LECTURE EXPLIQUEE DU MESSAGE DE MALANDA-SAMBA A PARIS !
Le conseiller politique du chef de l’Etat, Rodrigue Malanda-Samba a affirmé le 17 septembre à Paris, au terme de sa mission en France, que tous les engagements pris à l’endroit des membres de la diaspora, l’ont été au nom du chef de l’Etat qui l’a mandaté. Il n’a retiré aucune de ses déclarations à ce sujet.

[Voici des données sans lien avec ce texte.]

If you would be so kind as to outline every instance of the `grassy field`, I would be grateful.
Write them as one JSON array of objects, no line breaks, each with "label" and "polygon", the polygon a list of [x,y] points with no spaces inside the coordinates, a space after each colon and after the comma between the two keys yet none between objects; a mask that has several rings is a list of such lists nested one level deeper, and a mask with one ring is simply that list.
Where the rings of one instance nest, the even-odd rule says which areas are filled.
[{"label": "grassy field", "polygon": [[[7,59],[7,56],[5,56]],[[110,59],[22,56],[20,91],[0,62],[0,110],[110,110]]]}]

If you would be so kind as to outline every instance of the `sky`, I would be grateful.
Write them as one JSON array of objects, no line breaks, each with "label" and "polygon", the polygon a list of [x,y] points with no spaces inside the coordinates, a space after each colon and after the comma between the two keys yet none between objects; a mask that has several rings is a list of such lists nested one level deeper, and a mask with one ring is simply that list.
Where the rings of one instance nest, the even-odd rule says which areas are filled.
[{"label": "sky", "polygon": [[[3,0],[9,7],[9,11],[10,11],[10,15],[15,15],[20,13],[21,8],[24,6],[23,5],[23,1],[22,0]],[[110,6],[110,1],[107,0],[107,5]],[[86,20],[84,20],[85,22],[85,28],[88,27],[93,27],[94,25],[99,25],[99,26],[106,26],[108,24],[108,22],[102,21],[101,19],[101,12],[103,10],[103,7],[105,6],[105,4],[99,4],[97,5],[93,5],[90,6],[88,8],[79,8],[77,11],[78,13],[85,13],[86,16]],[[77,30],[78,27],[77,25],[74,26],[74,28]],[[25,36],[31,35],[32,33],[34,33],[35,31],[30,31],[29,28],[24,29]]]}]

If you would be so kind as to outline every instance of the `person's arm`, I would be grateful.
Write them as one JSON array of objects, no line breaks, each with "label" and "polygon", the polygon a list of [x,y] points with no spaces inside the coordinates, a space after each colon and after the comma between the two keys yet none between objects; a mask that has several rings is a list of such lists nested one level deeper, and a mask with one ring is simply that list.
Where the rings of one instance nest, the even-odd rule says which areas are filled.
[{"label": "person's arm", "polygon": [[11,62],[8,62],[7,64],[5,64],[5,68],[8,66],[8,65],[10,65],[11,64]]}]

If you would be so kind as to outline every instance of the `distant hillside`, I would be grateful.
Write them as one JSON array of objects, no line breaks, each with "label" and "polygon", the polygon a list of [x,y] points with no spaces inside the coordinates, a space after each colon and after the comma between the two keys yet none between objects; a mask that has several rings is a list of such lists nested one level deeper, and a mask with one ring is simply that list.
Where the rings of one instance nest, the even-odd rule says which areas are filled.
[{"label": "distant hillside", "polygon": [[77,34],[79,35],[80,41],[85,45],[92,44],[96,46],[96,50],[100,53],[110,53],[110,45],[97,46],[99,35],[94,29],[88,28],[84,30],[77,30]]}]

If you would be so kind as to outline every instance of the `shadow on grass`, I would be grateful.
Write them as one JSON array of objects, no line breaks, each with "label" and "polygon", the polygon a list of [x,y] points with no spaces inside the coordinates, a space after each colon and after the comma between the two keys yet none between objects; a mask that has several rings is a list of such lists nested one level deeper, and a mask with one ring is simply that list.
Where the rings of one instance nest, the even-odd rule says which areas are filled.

« Je parle au nom du président de la République qui m’a mandaté », a dit M. Malanda-Samba, dont les propos sur la protection des membres de la diaspora qui craignent encore de rentrer au Congo, ont soulevé une vive polémique sur la toile.
Au cours d’un échange avec la presse, le conseiller politique du président Denis Sassou N’Guesso a, par ailleurs, souligné que la diaspora congolaise en France était dynamique et productive. « Nous travaillons d’abord pour cette diaspora qui est une valeur sûre », a-t-il indiqué, ajoutant que « nombreux nous contactent pour rentrer entreprendre au pays ».
Pour M. Malanda-Samba, la vraie diaspora est prise en otage en France. « Ils sont nombreux qui passent leur temps à insulter, à dénigrer les autorités et leurs propres compatriotes. Mais, en réalité, ils ne représentent rien, ils ne sont mandatés par personne », a-t-il dénoncé.
Rodrigue Malanda-Samba s’est, enfin, satisfait de sa mission menée en France. Il a justifié sa satisfaction par le nombre de personnes qui sont venues à la rencontre citoyenne du 13 septembre. « Ils sont venus des villes lointaines de la France. D’autres ont même passé la nuit ici à Paris pour être présents le lendemain à la rencontre », a informé le conseiller politique.
Le deuxième indice, c’est l’adhésion et la réaction au message délivré. Il a assuré que les membres de la diaspora, parfois les plus irréductibles, demandent désormais à rencontrer l’émissaire du président Sassou N’Guesso.
Malanda-Samba a indiqué que le travail devrait se poursuivre pour aider la diaspora en France à se repositionner. « Je ne lâcherai pas, je reste debout et je vais y travailler. Si je leur dis que ma mission est terminée et qu’ils peuvent désormais se tourner du côté de l’ambassade, ils diront forcément que je les ai abandonnés », a conclu le conseiller politique, au coirs de sa conférence de presse.